Tom Casey, Deputy Spokesman
Washington, DC
September 5, 2007


Appointment of Amb. Don Bandler as Quartet Representative Blair's Head of Mission in Jerusalem
Will be Helping Former PM Blair Carry Out Mandate / Other Quartet Members to Contribute Staff
Upcoming Travel Plans by Secretary Rice
U.S. Government's Relationship with George Soros' Organizations / Research
Assistant Secretary Welch's Meetings
President Calderon's Comments / Mexico's Concerns for Its Citizen's Abroad
No New Updates to Basic Guidance for Americans in Germany / Warden Message
German Authorities Conducting Investigation / U.S. Grateful to Germans for Taking This Step
Status of Taiwan / U.S. Policies Concerning China
Reports of North Korean Arrest of an Alleged Spy
U.S. Seeking Information about Status of Reportedly Detained Hmong
U.S. Pleased to See that Parnaz Azima Has Had Her Passport Returned and is Preparing to Leave
No Progress on Levinson Case
South Korean Government's Statements That They Did Not Pay for Release of Hostages
U.S. Continues to be Concerned about the Three Americans Held Hostage by the FARC
U.S. Would Also Like to See Colombians Being Held by the FARC to be Released as Well
U.S. Urges All Nations to Respect International Obligations Regarding Religious Freedom
U.S. Pleased to See Contacts Among Various Parties and Urges Resolution to Long-Running Disputes


12:45 p.m. EDT

MR. CASEY: Okay. Well, good afternoon everybody. I actually do have a small personnel announcement to share with you as we start the briefing today.

The United States is pleased to support the mission of Quartet envoy Tony Blair by offering Ambassador Don Bandler, a senior retired U.S. diplomat of considerable experience, to serve as the Quartet Representative's Head of Mission in Jerusalem. He will, in fact, be based in Jerusalem and is taking part in former Prime Minister Blair's current visit to the region.

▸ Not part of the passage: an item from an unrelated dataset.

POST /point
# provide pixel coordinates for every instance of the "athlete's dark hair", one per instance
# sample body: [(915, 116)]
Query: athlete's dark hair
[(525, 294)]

This is part of a commitment that the Quartet made at the time of Mr. Blair's appointment to have some officials seconded from the various Quartet governments to be based in Jerusalem to be able to support his mission. And so Mr. Bandler, former Ambassador Bandler, will be the U.S. representative in this effort, and we look forward to him continuing on with his work with former Prime Minister Blair now and in the future.

QUESTION: Where was he ambassador to?

MR. CASEY: He was Ambassador to Cyprus, as Mr. Lambros probably knows.

QUESTION: (Off-mike.)

MR. CASEY: I could get you -- I can get you a -- the bio for him, in full and in complete. But among the other positions he's held, he's been Ambassador to Cyprus. He was Special Assistant to the President and Counselor at the National Security Advisor handling issues related to the NATO summit, Deputy Chief of Mission in Paris, has extensive experience elsewhere in Europe and the Middle East.


QUESTION: Will he -- will his mandate be limited, like Tony Blair's, to infrastructure building?

MR. CASEY: Well, he is, in effect, a staff support for former Prime Minister Blair and therefore will be helping Prime Minister Blair carry out his mandate. Yeah.

QUESTION: So no diplomacy here?

MR. CASEY: No. Again, he's there to support Prime Minister Blair, and the mandate for him is as given by the Quartet.

QUESTION: Sorry to get down into the weeds on this, but does he have a title and does he have colleagues from other countries who are also --

MR. CASEY: Well, he will be the Quartet Representative's Head of Mission, would be his title.

QUESTION: So he's like the chief of staff or something?

MR. CASEY: Effectively, yeah.


MR. CASEY: And yes, other -- the other members of the Quartet, as I understand it, either will have or will be very shortly announcing some of their contributions to this effort as well.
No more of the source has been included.